One of the great achievements of the 1931 Leiden meeting was the establishment of a set of common notational practices for epigraphic and papyrological transcription. In the 21st century, the next hurdle/challenge to be met is of the same sort: to migrate these practices into the digital arena and extend them in a way that takes advantage of the functional opportunities offered by the new medium. The goal of the EpiDoc Community is to do just this (see further: Introduction for Epigraphers). The toolkit provided by the EpiDoc Community includes a TEI-conformant markup language, a set of XML tools to assist in transcription and publication (see EpiDoc Development, and full documentation of how to use both.
The EpiDoc toolkit is useful in a number of ways. It can help make basic activities such as transcription and sharing of documents much easier. For projects using standard XML tools and TEI/EpiDoc markup, sharing documents between projects becomes as simple as telling the software where to find the new file. For projects engaged in converting materials from Leiden notation to XML, manual conversion of data and re-entering of texts will become a thing of the past; the EpiDoc tools can convert directly from Leiden notation to EpiDoc markup without manual intervention.

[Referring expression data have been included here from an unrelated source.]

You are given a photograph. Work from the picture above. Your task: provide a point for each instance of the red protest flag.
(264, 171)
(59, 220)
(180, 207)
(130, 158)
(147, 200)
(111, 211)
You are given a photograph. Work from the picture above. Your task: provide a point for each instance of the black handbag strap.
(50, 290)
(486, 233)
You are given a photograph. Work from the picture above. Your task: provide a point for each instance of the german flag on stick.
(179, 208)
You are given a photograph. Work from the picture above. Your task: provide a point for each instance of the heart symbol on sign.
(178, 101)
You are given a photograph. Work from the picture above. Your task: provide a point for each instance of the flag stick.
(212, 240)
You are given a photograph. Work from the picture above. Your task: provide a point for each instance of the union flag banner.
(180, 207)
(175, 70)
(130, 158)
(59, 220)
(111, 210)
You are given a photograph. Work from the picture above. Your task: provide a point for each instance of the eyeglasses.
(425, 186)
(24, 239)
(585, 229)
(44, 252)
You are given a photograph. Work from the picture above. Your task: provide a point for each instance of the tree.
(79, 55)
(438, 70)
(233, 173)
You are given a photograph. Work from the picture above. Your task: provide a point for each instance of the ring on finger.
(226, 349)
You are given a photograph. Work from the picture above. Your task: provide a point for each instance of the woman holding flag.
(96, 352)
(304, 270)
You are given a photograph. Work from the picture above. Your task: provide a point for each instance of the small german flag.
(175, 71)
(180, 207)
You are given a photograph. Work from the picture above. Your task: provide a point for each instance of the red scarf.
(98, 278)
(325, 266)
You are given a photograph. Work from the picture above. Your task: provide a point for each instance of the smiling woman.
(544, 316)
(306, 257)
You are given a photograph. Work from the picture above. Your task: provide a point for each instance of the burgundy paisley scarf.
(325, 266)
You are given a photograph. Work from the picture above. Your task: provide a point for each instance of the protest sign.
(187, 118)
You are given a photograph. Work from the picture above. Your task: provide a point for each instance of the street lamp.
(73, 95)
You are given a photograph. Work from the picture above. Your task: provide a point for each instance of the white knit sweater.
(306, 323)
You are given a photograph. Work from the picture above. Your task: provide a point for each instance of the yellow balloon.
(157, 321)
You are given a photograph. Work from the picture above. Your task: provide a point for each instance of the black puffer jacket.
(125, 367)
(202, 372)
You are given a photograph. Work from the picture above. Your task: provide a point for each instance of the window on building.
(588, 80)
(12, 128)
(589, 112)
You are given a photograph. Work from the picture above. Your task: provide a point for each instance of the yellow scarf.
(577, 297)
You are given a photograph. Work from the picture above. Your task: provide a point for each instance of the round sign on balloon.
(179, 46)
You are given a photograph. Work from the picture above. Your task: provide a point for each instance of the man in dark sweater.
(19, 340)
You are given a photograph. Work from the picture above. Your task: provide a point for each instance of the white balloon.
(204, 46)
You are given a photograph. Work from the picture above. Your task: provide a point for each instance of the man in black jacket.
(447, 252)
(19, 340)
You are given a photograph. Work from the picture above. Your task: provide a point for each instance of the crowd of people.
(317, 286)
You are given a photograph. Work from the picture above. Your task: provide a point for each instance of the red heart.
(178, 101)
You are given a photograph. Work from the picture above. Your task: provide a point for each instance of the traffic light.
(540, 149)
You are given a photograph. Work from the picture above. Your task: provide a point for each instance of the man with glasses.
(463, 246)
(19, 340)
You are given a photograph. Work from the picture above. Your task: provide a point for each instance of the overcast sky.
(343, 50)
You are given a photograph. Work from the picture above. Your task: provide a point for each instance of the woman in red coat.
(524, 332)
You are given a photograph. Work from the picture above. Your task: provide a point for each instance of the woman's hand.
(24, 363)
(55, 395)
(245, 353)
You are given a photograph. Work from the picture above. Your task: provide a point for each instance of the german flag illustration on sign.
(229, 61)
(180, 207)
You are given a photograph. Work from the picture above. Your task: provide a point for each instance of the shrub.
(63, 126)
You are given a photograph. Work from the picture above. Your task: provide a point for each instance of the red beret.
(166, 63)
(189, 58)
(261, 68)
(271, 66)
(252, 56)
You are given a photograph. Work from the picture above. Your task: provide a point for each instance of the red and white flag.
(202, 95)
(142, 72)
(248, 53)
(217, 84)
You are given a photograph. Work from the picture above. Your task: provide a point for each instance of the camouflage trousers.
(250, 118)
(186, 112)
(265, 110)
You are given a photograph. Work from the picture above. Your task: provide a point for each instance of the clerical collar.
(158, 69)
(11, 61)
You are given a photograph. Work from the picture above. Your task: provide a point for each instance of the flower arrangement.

But beyond the tremendous practical benefits to be realized from automated conversion and project-to-project data sharing, individual projects can gain other advantages from adopting EpiDoc techniques. One of the most significant is the ability to produce much more powerful user interfaces, which can be adapted easily to the needs of different user groups. One can imagine a website in which customizable user preferences dictate whether standard glosses for the various division types are presented to or hidden from the user (i.e., a helpful, student-oriented interface vs. a compact, streamlined view for scholars). Printed output in a variety of formats is also easy to produce from the EpiDoc-encoded source. Another important advantage is the ability to provide more nuanced searching, using the EpiDoc markup to identify specific search contexts and terms. Users can search for date ranges found only in 'description' divisions, for Latin abbreviations found only in 'edition' divisions, or for English words appearing only in 'translation' divisions. In assembling a large database of inscriptions, an automated process could easily be put to the task of reading all the entries from the 'bibliography' divisions of hundreds of individual texts prepared by a number of different projects, then collating the citations into a single master bibliography file for the entire database (for the major divisions of an EpiDoc document, see Document Structure).